Roarke laughed and had nearly lifted her hand to his lips when she jerked it down. Hissed.
"Darling, you really shouldn't be so shy about public displays of affection."
"Public's one thing, cops're another."
"Don't I know it," he murmured and went with her to the garage level.
"I'll ride along with you. One of us should see that Peabody gets a bit of food or has a shoulder."
"I'll leave that end to you." Eve climbed behind the wheel. "You're better at the 'there-theres' than I am."
He touched the ends of her hair. Just needed to touch. "She held up very well."
"Yeah, she hung."
"It isn't easy, when someone you care about gets hurt or is in danger of being hurt."
She slanted him a look. "People want easy, they should hook up with an office drone not a cop."
"Truer words. But actually, I was thinking how difficult it was for you to stand and watch Feeney being threatened with death for nearly an hour."
"He was handling himself. He knows how to-" It rushed up through her, grabbed her by the throat with spikey claws. "Okay." At the exit of the garage she stopped, dropped her head on the wheel. "Okay. Scared me. Jesus, Jesus. He knew just where to hold the damn weapon. Just the right point. One jerk and Feeney's gone. Gone in a blink and there's nothing you can do."
"I know." Roarke switched to auto, programmed in the address for the hospital, and leaning over rubbed the back of Eve's neck as the vehicle streamed into traffic. "I know, baby."
"He knew it. We looked at each other, and we both knew. It could be over so fast. No time to say anything, do anything. Damn it."
She laid her head on the seatback, closed her eyes. "I wheedled him into taking that unit, bumping it up in line. I know, I know what happened, what could have happened, wasn't my fault. But there it is anyway. He's got a neck like a stupid rooster. It's got bruises on it where Halloway kept jamming the weapon under his stupid droopy jaw. How many times did his life pass in front of his eyes? Never see his wife again, his kids, grandkids."
"You take on the job, you take on the risks. Someone's always reminding me of that."
She opened her eyes now, looked at him. "Must be tempting to smack her back for being such a tight-ass know-it-all."
"Oh, infinitely." He played his fingers lightly over her cheek. "But someone's always beating me to it."
She smiled now. "I don't get hit in the face every couple weeks anymore, I don't feel right. I'm okay."
"Yes, you are."
She was steady again when she strode into the hospital admission's lobby. Steady enough to snap like a wolf at the dozen reporters already camped out and trying to sniff out a story.
"No comment."
"Your name was brought up as part of the negotiation team that brought about Captain Ryan Feeney's release.
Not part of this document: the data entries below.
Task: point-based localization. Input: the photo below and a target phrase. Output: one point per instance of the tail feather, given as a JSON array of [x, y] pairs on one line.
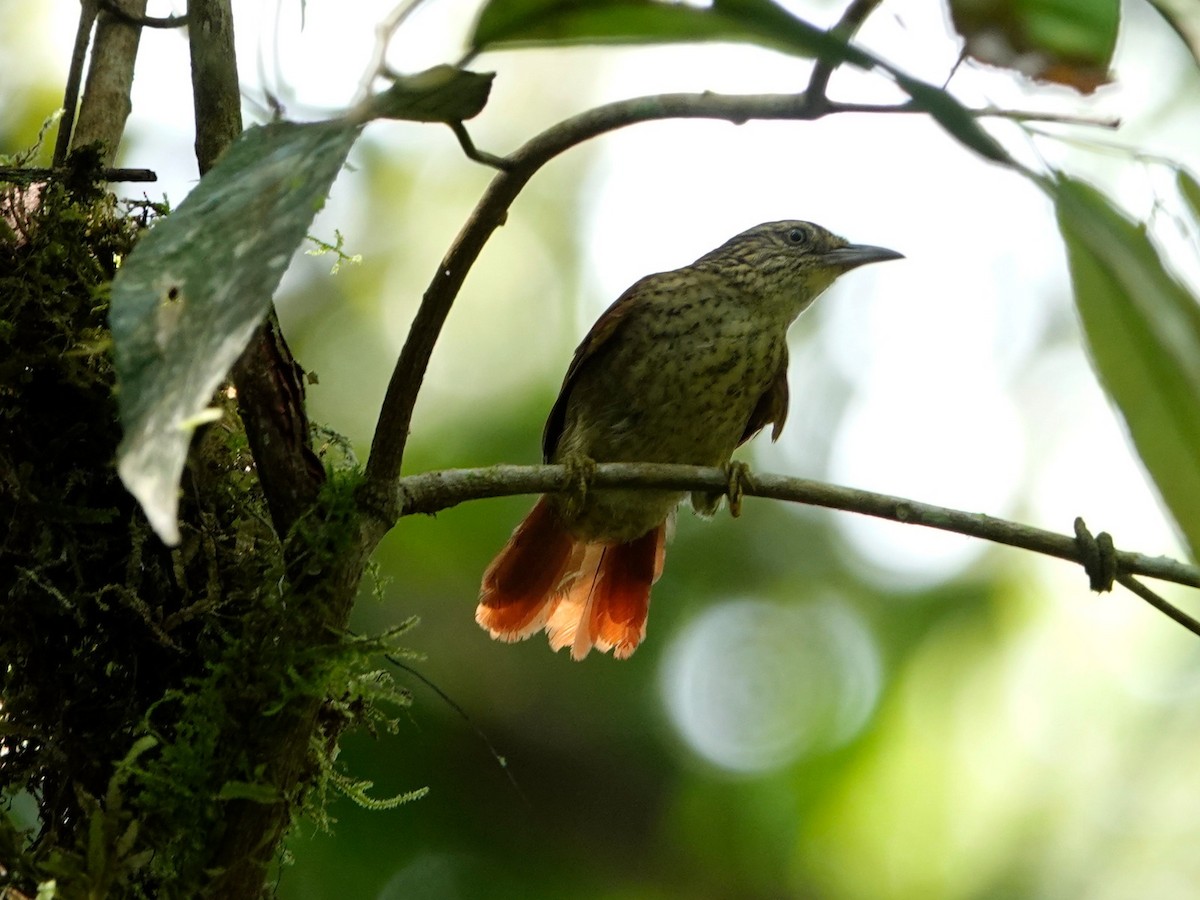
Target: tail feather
[[522, 583], [583, 594]]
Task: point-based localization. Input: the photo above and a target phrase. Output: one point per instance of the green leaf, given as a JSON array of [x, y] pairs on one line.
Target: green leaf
[[539, 23], [1063, 41], [252, 791], [190, 297], [1189, 189], [533, 23], [1143, 330]]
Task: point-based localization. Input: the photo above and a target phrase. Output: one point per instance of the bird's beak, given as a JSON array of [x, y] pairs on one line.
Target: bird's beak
[[856, 255]]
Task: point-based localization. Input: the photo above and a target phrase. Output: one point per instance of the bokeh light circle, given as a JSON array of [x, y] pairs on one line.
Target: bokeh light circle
[[751, 685]]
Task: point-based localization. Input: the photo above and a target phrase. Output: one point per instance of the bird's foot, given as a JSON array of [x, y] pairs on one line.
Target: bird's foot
[[582, 471]]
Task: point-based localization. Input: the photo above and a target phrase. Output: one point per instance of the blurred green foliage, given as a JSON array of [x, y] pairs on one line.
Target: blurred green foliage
[[1019, 742]]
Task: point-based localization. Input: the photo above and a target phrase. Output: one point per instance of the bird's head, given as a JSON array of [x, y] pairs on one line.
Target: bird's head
[[790, 261]]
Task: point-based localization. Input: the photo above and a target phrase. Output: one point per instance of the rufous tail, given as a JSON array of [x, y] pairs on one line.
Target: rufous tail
[[582, 594]]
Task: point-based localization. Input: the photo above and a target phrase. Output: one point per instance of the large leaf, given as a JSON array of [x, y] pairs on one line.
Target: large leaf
[[531, 23], [1143, 329], [538, 23], [190, 297], [1063, 41]]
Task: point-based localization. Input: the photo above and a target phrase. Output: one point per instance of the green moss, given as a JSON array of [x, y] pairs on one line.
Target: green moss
[[147, 689]]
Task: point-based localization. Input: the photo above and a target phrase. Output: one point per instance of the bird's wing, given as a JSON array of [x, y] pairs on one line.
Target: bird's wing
[[593, 346], [772, 406]]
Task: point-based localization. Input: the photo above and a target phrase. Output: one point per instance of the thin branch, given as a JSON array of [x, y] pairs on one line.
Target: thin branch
[[850, 22], [28, 175], [433, 491], [130, 18], [396, 414], [75, 78], [384, 31]]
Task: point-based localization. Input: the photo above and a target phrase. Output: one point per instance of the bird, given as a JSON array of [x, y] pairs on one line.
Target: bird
[[684, 367]]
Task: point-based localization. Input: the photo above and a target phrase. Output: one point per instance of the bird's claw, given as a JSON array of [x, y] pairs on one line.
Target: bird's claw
[[737, 475]]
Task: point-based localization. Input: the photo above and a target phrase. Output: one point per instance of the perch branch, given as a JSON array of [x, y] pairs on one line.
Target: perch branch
[[433, 491], [106, 95]]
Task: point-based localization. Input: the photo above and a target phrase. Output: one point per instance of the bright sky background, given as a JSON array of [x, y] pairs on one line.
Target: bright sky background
[[948, 403]]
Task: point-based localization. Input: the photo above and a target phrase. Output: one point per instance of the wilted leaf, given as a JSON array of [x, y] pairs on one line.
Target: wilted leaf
[[1143, 329], [189, 298], [1189, 189], [1062, 41], [443, 94], [531, 23]]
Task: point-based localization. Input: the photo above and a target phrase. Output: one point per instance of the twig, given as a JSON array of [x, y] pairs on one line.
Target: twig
[[384, 31], [395, 417], [850, 22], [130, 18], [433, 491], [75, 78]]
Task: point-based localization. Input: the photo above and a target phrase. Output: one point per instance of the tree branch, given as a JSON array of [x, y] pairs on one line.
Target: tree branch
[[106, 96], [433, 491], [378, 495]]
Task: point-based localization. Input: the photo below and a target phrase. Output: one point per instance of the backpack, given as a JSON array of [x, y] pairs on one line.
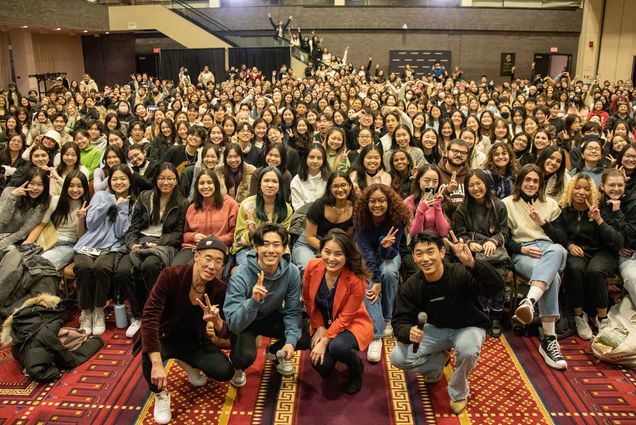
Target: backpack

Why was Homicide part of this team?"
"No comment."
"A police source has stated that Detective Kevin Halloway fired on several other detectives, took Captain Feeney hostage within the Electronic Detectives Division of Cop Central and subsequently was killed during the incident."
She shoved her way through the encroaching reporters, and-oops-knocked over a camera. "Perhaps you didn't hear theno portion of the phrase 'no comment.'"
"Did you terminate Detective Halloway in your efforts to obtain Captain Feeney's release?"
She turned at that, her eyes flat as a shark's. "Commander Whitney, along with the chief of police and the Mayor of New York, will be briefing the media on today's events within the hour. If you want to feed, go chew on that bone. I'm just here to visit a sick friend."